Luminous Ventures recently announced its investment into Universal Quantum, a spin out from the University of Sussex building a universal quantum computer. At Luminous, we exist to back entrepreneurs and scientists striving to move society forwards and this investment encapsulates that thesis. Quantum technologies hold significant promise for society and the world since they are expected to unlock vast potential, hitherto not possible.

The team at Universal Quantum are building a general purpose quantum computer — that is, a computer leveraging quantum mechanics that can be used for general application rather than specific use cases. This is no mean feat — there are significant engineering and technical challenges in this endeavour. Key challenges are building a critical mass of qubits (quantum bits), lengthening coherence times and error correction (the prominence of the latter has been rising in prominence, as discussed in this article).

There are a number of solutions to these problems and several architectures for quantum computers are being developed. Most of the leading efforts (Google, IBM, Rigetti) have focussed on superconducting. However, superconducting has its challenges, notably the requirement for near absolute zero temperatures (-243 degrees celsius), a susceptibility to noise, the short period for which the qubits can retain their quantum state and the limited gate connectivity to qubits.

As such, one competing architecture that has gained significant traction in recent years is the trapped ion architecture and it is on this that Professor Winfried Hensinger and Sebastian Weidt at Universal Quantum are working. Trapped ion involves the “trapping” of ions using magnetic fields, with the energy levels of their intrinsic spin forming the qubit.

Like all quantum computing architectures, one of the challenges for trapped ion architectures is their scalability and it is on this matter that the team at Universal Quantum have pioneered a blueprint for success. This method involves a modular approach which makes use of ion transport between different modules. Other companies employing trapped ion, such as IonQ, a spin-out of the University of Maryland, make use of laser driven single and multi qubit gates, whereas the approach at Universal Quantum employs global long wavelength radiation and locally applied magnetic fields. The advantage of this is that it avoids the need for a huge number of precisely aligned laser fields necessary for gate operation for a large scale quantum computing adopting the IonQ approach. The team’s paper on the subject can be found here.

Since the early work in this field by Richard Feynman and David Deutsch, significant research has been undertaken in both academia and by public institutions. During the last ten years, we have seen those efforts move to the private realm, with at least 52 private companies commercialising quantum technologies funded since 2012[1] and around $1.5 billion of investment into private companies since 2012, with just over half of this going into quantum computing companies[2]. The quantum computing companies with the biggest amounts raised include PsiQuantum, a Bristol university spin-out which has raised $279 million to build a quantum computer using photonics, Rigetti (superconducting) a Silicon Valley based company which has raised around $190 million and IonQ (trapped ion), which has raised $85 million. Larger corporates have also invested heavily — Google, IBM and Honeywell all have made big bets in the space, with Google even claiming quantum supremacy in late 2019, performing a calculation in 200 seconds that Google estimated would take the world’s most powerful supercomputer 10,000 years (notably refuted by IBM in a blogpost here).
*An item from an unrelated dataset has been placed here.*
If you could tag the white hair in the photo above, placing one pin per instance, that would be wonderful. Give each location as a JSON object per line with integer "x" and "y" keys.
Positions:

Despite the significant funding and flurry of papers, the amounts invested pale into comparison with AI, with AI start-ups in the US alone raising nearly $20 billion in 2019.[3] Rewind to 2011 and the investment into AI was in the hundreds of millions, similar to where quantum is now. At Luminous, we see a similar trajectory for quantum technologies in the years to come and there are certainly a lot of parallels that can be drawn.

However, there is a significant challenge ahead: it is generally considered that universal quantum computers require a million qubits (hence the targets of Universal Quantum and PsiQuantum). Admittedly, quantum computers targeting more narrow tasks will not require that many qubits but, whichever way you look at, there is still a way to go since the highest number of qubits claimed by any quantum computing company is still less than 100[4] and that is even before any team has truly dealt with the stability and fidelity of those qubits.

Once quantum computers outperform classical computers, the market opportunity is significant. First, the market will be in industries with complicated simulation and optimisation requirements — life science, chemicals and energy distribution. This will trickle down to other areas. As with the development of supercomputing in the 1960s, 1970s and 1980s, the hardware players will be the early winners and, where trapped ion becomes the architecture of choice (as we believe it will), then significant value will accrue to the early holders of IP and know-how in that field. Thereafter the operating systems and software will emerge but, given the exploratory stage of the space, the true place to start is the very heart of the problem itself: the hardware.

Our investment in Universal Quantum is a bold bet and we couldn’t be happier and prouder to be partnering with the stellar team and to be at the ringside for what will surely be the most exciting technological development in the next decade.




[4] We ignore DWave for these purposes.